It’s Okay Not to Have It All Together as a Leader

There’s a kind of silence that follows failure. A heavy, suffocating quiet that settles in after the dust has cleared, leaving you standing in the wreckage of something you thought would work. That awful silence makes you question everything. Everything. Every little detail of your actions. It makes you question your value and skills. Whether you are really cut out to be a leader. After all, if you can’t get your own stuff right, how can you lead others?

That kind of silence I know well. It’s been a constant companion on my leadership journey.

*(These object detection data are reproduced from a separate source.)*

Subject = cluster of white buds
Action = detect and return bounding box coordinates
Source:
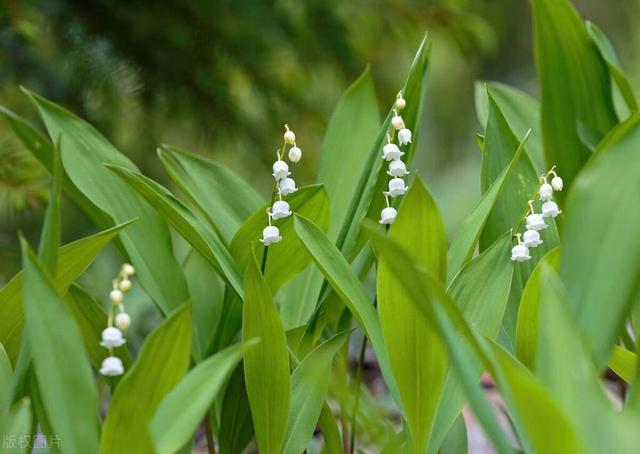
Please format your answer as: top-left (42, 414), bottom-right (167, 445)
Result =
top-left (100, 263), bottom-right (136, 376)
top-left (511, 166), bottom-right (563, 262)
top-left (260, 125), bottom-right (302, 246)
top-left (378, 93), bottom-right (411, 225)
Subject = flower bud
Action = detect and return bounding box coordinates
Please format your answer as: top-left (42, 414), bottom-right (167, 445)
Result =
top-left (109, 289), bottom-right (124, 304)
top-left (522, 230), bottom-right (543, 247)
top-left (271, 200), bottom-right (291, 219)
top-left (511, 244), bottom-right (531, 262)
top-left (391, 115), bottom-right (404, 130)
top-left (260, 225), bottom-right (282, 246)
top-left (100, 356), bottom-right (124, 377)
top-left (278, 178), bottom-right (298, 195)
top-left (551, 175), bottom-right (564, 191)
top-left (398, 128), bottom-right (411, 145)
top-left (382, 143), bottom-right (404, 161)
top-left (116, 312), bottom-right (131, 331)
top-left (289, 147), bottom-right (302, 162)
top-left (378, 207), bottom-right (398, 225)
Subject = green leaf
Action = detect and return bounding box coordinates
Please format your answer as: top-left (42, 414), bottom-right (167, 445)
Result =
top-left (560, 114), bottom-right (640, 366)
top-left (336, 35), bottom-right (431, 256)
top-left (108, 165), bottom-right (242, 297)
top-left (27, 88), bottom-right (188, 314)
top-left (242, 250), bottom-right (291, 453)
top-left (0, 222), bottom-right (129, 365)
top-left (218, 363), bottom-right (253, 454)
top-left (21, 239), bottom-right (99, 453)
top-left (531, 0), bottom-right (617, 186)
top-left (231, 185), bottom-right (330, 294)
top-left (282, 331), bottom-right (351, 454)
top-left (429, 233), bottom-right (513, 452)
top-left (158, 145), bottom-right (262, 241)
top-left (447, 133), bottom-right (529, 283)
top-left (294, 215), bottom-right (400, 403)
top-left (0, 397), bottom-right (33, 454)
top-left (474, 82), bottom-right (550, 174)
top-left (586, 21), bottom-right (638, 112)
top-left (101, 303), bottom-right (191, 454)
top-left (516, 248), bottom-right (560, 370)
top-left (149, 344), bottom-right (247, 454)
top-left (377, 178), bottom-right (447, 452)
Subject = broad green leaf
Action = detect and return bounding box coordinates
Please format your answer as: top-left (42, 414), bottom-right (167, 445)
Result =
top-left (586, 21), bottom-right (638, 112)
top-left (367, 226), bottom-right (513, 453)
top-left (516, 248), bottom-right (560, 370)
top-left (487, 340), bottom-right (587, 454)
top-left (108, 165), bottom-right (242, 297)
top-left (231, 185), bottom-right (330, 294)
top-left (474, 82), bottom-right (549, 174)
top-left (0, 397), bottom-right (32, 454)
top-left (0, 222), bottom-right (129, 365)
top-left (377, 178), bottom-right (447, 452)
top-left (149, 344), bottom-right (246, 454)
top-left (101, 303), bottom-right (191, 454)
top-left (447, 129), bottom-right (529, 283)
top-left (27, 88), bottom-right (188, 314)
top-left (242, 250), bottom-right (291, 453)
top-left (609, 345), bottom-right (637, 384)
top-left (536, 268), bottom-right (640, 453)
top-left (282, 331), bottom-right (350, 454)
top-left (64, 284), bottom-right (131, 369)
top-left (158, 145), bottom-right (262, 242)
top-left (531, 0), bottom-right (617, 186)
top-left (218, 363), bottom-right (253, 454)
top-left (21, 239), bottom-right (99, 454)
top-left (429, 233), bottom-right (513, 452)
top-left (336, 35), bottom-right (431, 256)
top-left (294, 215), bottom-right (400, 403)
top-left (560, 114), bottom-right (640, 366)
top-left (0, 106), bottom-right (113, 229)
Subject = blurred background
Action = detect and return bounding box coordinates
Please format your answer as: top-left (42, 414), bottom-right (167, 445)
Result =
top-left (0, 0), bottom-right (640, 316)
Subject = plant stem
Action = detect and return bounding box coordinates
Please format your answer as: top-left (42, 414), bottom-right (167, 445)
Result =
top-left (204, 410), bottom-right (216, 454)
top-left (349, 334), bottom-right (367, 454)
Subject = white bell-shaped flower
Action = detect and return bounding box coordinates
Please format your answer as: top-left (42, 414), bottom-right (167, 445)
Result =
top-left (542, 200), bottom-right (562, 218)
top-left (278, 177), bottom-right (298, 195)
top-left (398, 128), bottom-right (411, 145)
top-left (100, 356), bottom-right (124, 377)
top-left (551, 175), bottom-right (564, 191)
top-left (378, 207), bottom-right (398, 225)
top-left (527, 213), bottom-right (547, 230)
top-left (538, 183), bottom-right (553, 200)
top-left (109, 289), bottom-right (124, 304)
top-left (289, 147), bottom-right (302, 162)
top-left (522, 230), bottom-right (543, 247)
top-left (118, 279), bottom-right (131, 292)
top-left (387, 178), bottom-right (409, 197)
top-left (116, 312), bottom-right (131, 331)
top-left (511, 244), bottom-right (531, 262)
top-left (260, 225), bottom-right (282, 246)
top-left (284, 129), bottom-right (296, 145)
top-left (270, 200), bottom-right (291, 219)
top-left (273, 159), bottom-right (291, 180)
top-left (382, 143), bottom-right (404, 161)
top-left (100, 326), bottom-right (127, 348)
top-left (387, 159), bottom-right (409, 177)
top-left (391, 115), bottom-right (404, 130)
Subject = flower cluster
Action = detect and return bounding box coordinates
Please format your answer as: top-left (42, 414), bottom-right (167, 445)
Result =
top-left (260, 125), bottom-right (302, 246)
top-left (378, 94), bottom-right (411, 225)
top-left (100, 263), bottom-right (136, 376)
top-left (511, 166), bottom-right (563, 262)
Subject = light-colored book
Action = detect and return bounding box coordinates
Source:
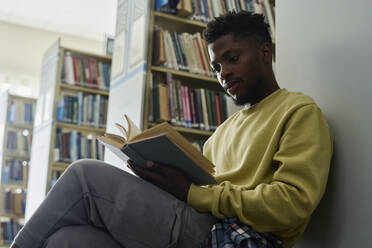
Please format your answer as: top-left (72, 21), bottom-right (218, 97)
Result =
top-left (98, 115), bottom-right (216, 185)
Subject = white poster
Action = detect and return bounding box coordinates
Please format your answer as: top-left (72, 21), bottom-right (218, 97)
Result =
top-left (129, 15), bottom-right (145, 67)
top-left (111, 32), bottom-right (125, 82)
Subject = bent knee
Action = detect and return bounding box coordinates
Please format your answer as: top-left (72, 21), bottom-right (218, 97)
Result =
top-left (68, 158), bottom-right (105, 170)
top-left (44, 226), bottom-right (121, 248)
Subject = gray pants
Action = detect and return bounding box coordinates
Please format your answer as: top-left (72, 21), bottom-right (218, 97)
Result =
top-left (15, 159), bottom-right (216, 248)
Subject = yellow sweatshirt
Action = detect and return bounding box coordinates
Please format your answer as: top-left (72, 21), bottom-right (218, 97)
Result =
top-left (188, 89), bottom-right (333, 247)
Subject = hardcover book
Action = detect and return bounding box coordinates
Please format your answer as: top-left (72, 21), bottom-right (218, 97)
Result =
top-left (98, 115), bottom-right (216, 185)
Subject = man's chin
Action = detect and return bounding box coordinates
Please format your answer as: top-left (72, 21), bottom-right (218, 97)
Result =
top-left (231, 97), bottom-right (250, 106)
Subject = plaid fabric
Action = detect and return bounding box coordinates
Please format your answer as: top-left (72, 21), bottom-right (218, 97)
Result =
top-left (205, 218), bottom-right (285, 248)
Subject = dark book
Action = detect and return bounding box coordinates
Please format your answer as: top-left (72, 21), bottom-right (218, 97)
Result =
top-left (98, 115), bottom-right (216, 185)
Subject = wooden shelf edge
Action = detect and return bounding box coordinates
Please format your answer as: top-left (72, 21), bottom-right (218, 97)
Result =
top-left (153, 10), bottom-right (207, 28)
top-left (59, 82), bottom-right (109, 96)
top-left (147, 122), bottom-right (213, 136)
top-left (151, 65), bottom-right (218, 83)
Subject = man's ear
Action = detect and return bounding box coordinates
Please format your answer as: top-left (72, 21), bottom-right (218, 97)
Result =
top-left (260, 42), bottom-right (272, 64)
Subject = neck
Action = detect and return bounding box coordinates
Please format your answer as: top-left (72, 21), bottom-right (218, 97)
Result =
top-left (250, 70), bottom-right (280, 105)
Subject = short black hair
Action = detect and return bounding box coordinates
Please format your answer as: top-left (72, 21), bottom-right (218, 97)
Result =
top-left (203, 10), bottom-right (272, 44)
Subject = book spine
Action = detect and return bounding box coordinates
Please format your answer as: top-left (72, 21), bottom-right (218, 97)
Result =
top-left (181, 85), bottom-right (191, 128)
top-left (188, 88), bottom-right (199, 128)
top-left (214, 92), bottom-right (222, 126)
top-left (176, 80), bottom-right (185, 126)
top-left (195, 89), bottom-right (205, 129)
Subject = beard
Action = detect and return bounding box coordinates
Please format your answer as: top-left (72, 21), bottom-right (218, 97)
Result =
top-left (229, 94), bottom-right (251, 106)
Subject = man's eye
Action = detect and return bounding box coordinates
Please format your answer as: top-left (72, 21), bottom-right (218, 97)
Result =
top-left (229, 55), bottom-right (239, 63)
top-left (212, 65), bottom-right (221, 73)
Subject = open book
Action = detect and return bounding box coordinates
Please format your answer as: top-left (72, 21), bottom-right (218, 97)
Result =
top-left (98, 115), bottom-right (216, 185)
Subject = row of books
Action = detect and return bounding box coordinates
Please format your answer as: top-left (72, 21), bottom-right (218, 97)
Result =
top-left (6, 130), bottom-right (32, 156)
top-left (62, 52), bottom-right (111, 90)
top-left (0, 219), bottom-right (23, 244)
top-left (53, 128), bottom-right (104, 163)
top-left (4, 189), bottom-right (27, 215)
top-left (2, 158), bottom-right (29, 184)
top-left (152, 26), bottom-right (214, 76)
top-left (149, 73), bottom-right (232, 131)
top-left (8, 100), bottom-right (35, 124)
top-left (57, 91), bottom-right (108, 127)
top-left (155, 0), bottom-right (275, 39)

I’ve felt the heartache of royally stuffing things up.  Decisions that I laboured over to only have backfired on me. Of heading down paths I thought were so right to realise just how wrong I was. Decisions that had serious consequences. Decisions that left egg on my face, covering up the redness of embarrassment and guilt.

There’s been many moments in my life where I’ve felt like an imposter. Times where I have tried so hard to hold it together, like hanging off a ledge by my fingertips, with my mind screaming at me, What are you doing? Everyone is going to see through you.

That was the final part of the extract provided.